What’s Your Kryptonite?

Volume 3, Issue 26

Who among us does not sometimes hold himself/herself to an excessively high standard, like playing Iron Man or Superwoman? Believing one’s own press releases, as they say in showbiz?

A client recently said he wanted to be more like me — always smiling, always happy, able to leap tall challenges in a single bound. Fact is, recently I’ve started to take this press release too much for granted and discovered that bits of a kryptonite-like substance can still knock me out of the sky.

In my case it’s an absurd perfectionism that grouses if a conversation with a client goes by without a Big Idea and a client aha moment. Silly, right?

Always wanting to top oneself is an attachment like any other. All attachments are kryptonite, robbing you of your superpowers, even when they are supposedly idealistic and positive.

Okay, time to get back to basics. Getting enough sleep is one. Days of treating the body as if there’s another one hanging in the closet (Len Matthews once told me that’s what I tend to do) — sleep and dream deprivation takes its toll. The quest for infinitely extended Zone or Flow state performance requires attention to such mundane details.

What’s your kryptonite?

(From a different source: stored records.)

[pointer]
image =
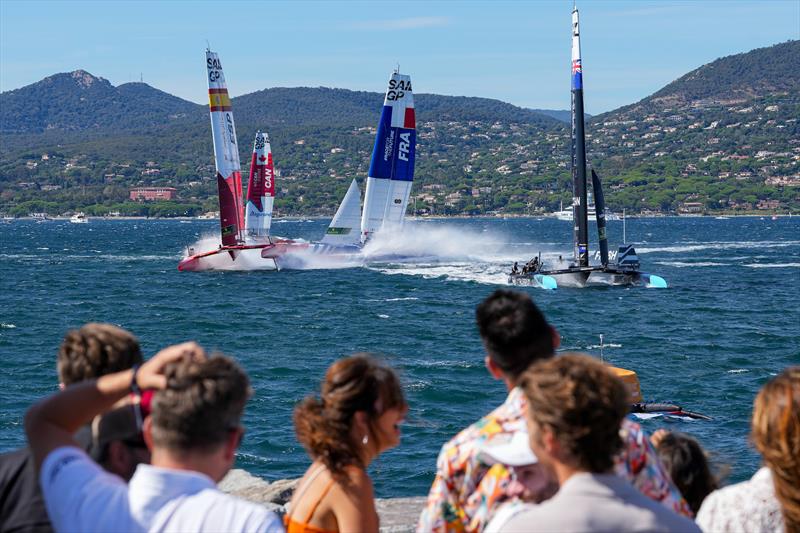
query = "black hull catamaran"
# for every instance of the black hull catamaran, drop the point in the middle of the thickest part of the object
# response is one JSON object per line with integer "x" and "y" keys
{"x": 580, "y": 273}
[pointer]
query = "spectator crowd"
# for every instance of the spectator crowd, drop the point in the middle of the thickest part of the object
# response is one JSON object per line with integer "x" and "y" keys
{"x": 132, "y": 445}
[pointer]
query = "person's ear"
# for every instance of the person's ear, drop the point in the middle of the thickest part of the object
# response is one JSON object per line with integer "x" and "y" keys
{"x": 147, "y": 433}
{"x": 492, "y": 367}
{"x": 361, "y": 423}
{"x": 550, "y": 442}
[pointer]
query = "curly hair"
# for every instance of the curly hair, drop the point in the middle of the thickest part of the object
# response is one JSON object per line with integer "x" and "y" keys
{"x": 687, "y": 465}
{"x": 323, "y": 425}
{"x": 583, "y": 403}
{"x": 201, "y": 404}
{"x": 514, "y": 331}
{"x": 95, "y": 350}
{"x": 775, "y": 430}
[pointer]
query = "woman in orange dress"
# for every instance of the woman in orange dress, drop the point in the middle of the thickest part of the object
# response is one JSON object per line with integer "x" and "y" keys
{"x": 356, "y": 417}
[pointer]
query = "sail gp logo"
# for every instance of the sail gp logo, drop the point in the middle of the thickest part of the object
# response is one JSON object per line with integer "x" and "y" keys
{"x": 214, "y": 68}
{"x": 389, "y": 146}
{"x": 229, "y": 126}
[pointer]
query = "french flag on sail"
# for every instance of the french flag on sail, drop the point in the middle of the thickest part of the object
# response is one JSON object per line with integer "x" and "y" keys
{"x": 393, "y": 156}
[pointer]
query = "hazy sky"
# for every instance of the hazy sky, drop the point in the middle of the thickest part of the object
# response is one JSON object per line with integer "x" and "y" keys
{"x": 517, "y": 52}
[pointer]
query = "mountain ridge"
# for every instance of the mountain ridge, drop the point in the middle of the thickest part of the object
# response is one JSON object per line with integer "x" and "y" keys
{"x": 724, "y": 136}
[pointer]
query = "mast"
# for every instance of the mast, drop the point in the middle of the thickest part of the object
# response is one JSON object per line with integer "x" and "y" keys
{"x": 391, "y": 169}
{"x": 580, "y": 215}
{"x": 226, "y": 154}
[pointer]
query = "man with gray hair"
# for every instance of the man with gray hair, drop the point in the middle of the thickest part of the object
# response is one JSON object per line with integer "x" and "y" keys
{"x": 192, "y": 433}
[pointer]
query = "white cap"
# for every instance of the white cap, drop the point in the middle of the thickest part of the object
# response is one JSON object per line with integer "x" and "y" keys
{"x": 512, "y": 449}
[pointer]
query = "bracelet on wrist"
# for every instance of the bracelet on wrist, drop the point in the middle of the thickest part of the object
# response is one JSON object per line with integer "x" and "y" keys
{"x": 134, "y": 385}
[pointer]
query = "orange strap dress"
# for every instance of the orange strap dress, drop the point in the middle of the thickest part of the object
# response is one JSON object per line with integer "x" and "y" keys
{"x": 293, "y": 526}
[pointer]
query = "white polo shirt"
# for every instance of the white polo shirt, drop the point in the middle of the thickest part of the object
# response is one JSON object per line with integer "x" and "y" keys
{"x": 81, "y": 496}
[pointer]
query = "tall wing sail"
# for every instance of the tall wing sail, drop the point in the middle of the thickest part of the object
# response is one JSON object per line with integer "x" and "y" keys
{"x": 260, "y": 191}
{"x": 391, "y": 170}
{"x": 579, "y": 207}
{"x": 226, "y": 154}
{"x": 600, "y": 213}
{"x": 347, "y": 220}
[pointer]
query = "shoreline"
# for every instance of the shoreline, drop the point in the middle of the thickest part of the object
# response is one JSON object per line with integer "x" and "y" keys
{"x": 397, "y": 515}
{"x": 298, "y": 218}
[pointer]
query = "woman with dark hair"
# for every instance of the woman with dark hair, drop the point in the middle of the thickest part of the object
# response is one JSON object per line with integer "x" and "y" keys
{"x": 770, "y": 500}
{"x": 356, "y": 417}
{"x": 687, "y": 464}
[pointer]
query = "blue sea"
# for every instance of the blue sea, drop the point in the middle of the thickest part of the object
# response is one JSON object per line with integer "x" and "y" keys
{"x": 728, "y": 322}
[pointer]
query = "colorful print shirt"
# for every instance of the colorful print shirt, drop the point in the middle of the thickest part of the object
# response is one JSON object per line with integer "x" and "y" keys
{"x": 467, "y": 489}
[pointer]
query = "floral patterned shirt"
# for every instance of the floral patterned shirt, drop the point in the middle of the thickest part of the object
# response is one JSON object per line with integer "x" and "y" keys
{"x": 467, "y": 490}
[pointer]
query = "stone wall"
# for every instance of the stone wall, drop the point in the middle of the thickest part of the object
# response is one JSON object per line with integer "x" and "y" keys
{"x": 397, "y": 514}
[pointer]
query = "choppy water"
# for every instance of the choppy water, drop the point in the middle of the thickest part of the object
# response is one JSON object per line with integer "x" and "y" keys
{"x": 728, "y": 322}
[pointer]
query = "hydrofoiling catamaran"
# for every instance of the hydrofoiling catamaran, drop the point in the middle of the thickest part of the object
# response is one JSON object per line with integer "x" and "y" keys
{"x": 391, "y": 174}
{"x": 244, "y": 230}
{"x": 625, "y": 271}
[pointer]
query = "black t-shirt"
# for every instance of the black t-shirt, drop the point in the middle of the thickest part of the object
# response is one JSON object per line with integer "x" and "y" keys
{"x": 21, "y": 503}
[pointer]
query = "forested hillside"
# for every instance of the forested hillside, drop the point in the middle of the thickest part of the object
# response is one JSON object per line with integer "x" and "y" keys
{"x": 725, "y": 136}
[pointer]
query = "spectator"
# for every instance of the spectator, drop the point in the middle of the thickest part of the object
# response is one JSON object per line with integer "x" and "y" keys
{"x": 770, "y": 500}
{"x": 95, "y": 350}
{"x": 193, "y": 433}
{"x": 575, "y": 410}
{"x": 687, "y": 464}
{"x": 86, "y": 353}
{"x": 355, "y": 419}
{"x": 467, "y": 490}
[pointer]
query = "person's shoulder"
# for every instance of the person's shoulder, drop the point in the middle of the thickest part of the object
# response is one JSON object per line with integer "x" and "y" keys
{"x": 476, "y": 432}
{"x": 66, "y": 461}
{"x": 250, "y": 516}
{"x": 13, "y": 462}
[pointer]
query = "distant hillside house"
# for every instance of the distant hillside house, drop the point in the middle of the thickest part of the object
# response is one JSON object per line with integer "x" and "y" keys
{"x": 140, "y": 194}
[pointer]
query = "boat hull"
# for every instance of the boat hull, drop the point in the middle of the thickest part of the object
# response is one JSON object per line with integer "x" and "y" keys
{"x": 587, "y": 277}
{"x": 244, "y": 257}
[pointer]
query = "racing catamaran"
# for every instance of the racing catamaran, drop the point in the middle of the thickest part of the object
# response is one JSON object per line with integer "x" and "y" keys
{"x": 580, "y": 273}
{"x": 391, "y": 174}
{"x": 244, "y": 230}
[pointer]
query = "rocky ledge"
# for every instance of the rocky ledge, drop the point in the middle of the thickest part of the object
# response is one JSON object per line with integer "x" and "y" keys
{"x": 397, "y": 514}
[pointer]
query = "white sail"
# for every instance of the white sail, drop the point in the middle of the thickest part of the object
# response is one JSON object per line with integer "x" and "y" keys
{"x": 391, "y": 170}
{"x": 344, "y": 227}
{"x": 226, "y": 153}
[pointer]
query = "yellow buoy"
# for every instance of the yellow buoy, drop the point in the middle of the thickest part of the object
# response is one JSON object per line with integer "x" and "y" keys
{"x": 631, "y": 381}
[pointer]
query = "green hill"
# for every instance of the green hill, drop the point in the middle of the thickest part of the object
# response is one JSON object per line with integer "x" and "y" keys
{"x": 725, "y": 135}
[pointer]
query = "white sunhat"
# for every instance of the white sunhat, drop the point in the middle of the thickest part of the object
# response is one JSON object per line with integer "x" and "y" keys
{"x": 512, "y": 449}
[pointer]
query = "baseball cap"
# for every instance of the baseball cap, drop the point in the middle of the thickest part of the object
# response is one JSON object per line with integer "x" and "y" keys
{"x": 512, "y": 449}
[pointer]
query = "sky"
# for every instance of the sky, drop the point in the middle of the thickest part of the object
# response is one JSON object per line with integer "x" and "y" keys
{"x": 514, "y": 51}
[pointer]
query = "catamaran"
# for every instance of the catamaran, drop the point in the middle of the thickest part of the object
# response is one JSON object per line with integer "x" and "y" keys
{"x": 580, "y": 273}
{"x": 244, "y": 229}
{"x": 389, "y": 180}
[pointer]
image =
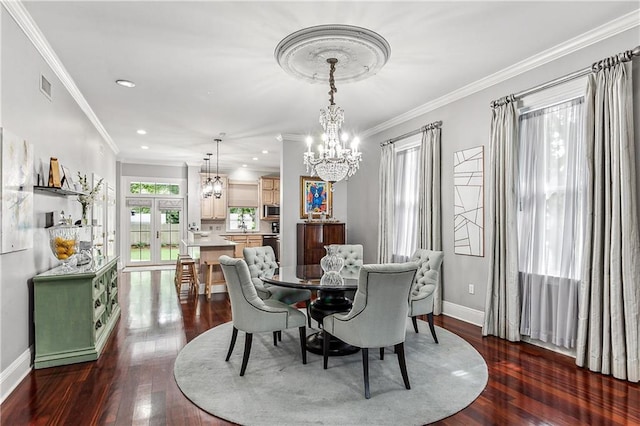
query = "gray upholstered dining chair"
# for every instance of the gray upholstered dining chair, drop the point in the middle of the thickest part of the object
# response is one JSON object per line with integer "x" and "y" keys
{"x": 251, "y": 314}
{"x": 262, "y": 263}
{"x": 352, "y": 255}
{"x": 424, "y": 286}
{"x": 378, "y": 317}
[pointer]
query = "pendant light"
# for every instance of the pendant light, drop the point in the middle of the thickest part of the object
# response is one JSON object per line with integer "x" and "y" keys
{"x": 207, "y": 188}
{"x": 217, "y": 182}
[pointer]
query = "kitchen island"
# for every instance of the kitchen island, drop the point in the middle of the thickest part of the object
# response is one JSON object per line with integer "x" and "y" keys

I imagine that since you read this blog, you too are on the quest for Flow state day in and day out, getting there a lot of the time and not getting there too. Flow tends to happen in the thing that is your métier, the thing you do, whatever you do best, that which it makes sense to make your life’s work, the thing you love to do the most. A day is not made only of that activity — there’s always a lot of other stuff to do, and Flow might not come as easily in those peripheral activities. At those times, if you focus on staying in the Observer state, the jump back to Flow will be much easier.

It’s useful to assume that whatever is happening, if it’s happening, it might be good enough, so long as you’re not bringing anybody else down. If it feels like you’re coasting now and then, don’t assume you’re not hitting it out of the park, or that you have to do something so you’re always hitting it out of the park.

The Wilhelm/Baynes edition of the I Ching says somewhere “He hastens to that which supports him”, having to me essentially the same meaning as John Lennon’s line “whatever gets you through the night”. This would be your own personal anti-kryptonite — meditation, sleep, yoga, working out, running, solo car karaoke — erasing whatever is tumbling through the washing machine of your mind and emotionarium.  Use whatever trick you find works to back you out of your own self-imposed hell, whenever you find yourself imposing it. Maybe something as simple as asking yourself, “What’s the hidden assumption causing this irruption of displeasure?”

Best to all,

Bill 

Follow my regular blog contribution at Jack Myers Media Network: In Terms of ROI. It is in the free section of the website at  Bill Harvey at MediaBizBloggers.com. 

One thought on “What’s Your Kryptonite?

  1. Russ

    a new favorite BHinism:

    …tumbling through the washing machine of your mind /(and emotionarium) – a new brilliant word

    Q: irruption (?) of displeasure
    ====================================================
    my girl friend/companion came up with a new word yesterday:
    nokay – she started to say no and changed her mind to yes, which she expressed as okay. You’ll be able to use that word to explain inner conflict or changing mind-set in mid-word, etc.

    My favorite BH sentence in MIND MAGIC is “The only way you can discover what you really want is to scrutinize each want you currently believe you have, to determine why you want what you want and why you want or don’t want to want what you want.

    especially “…determine why you want what you want and why you want or don’t want to want what you want.” It’s a classic.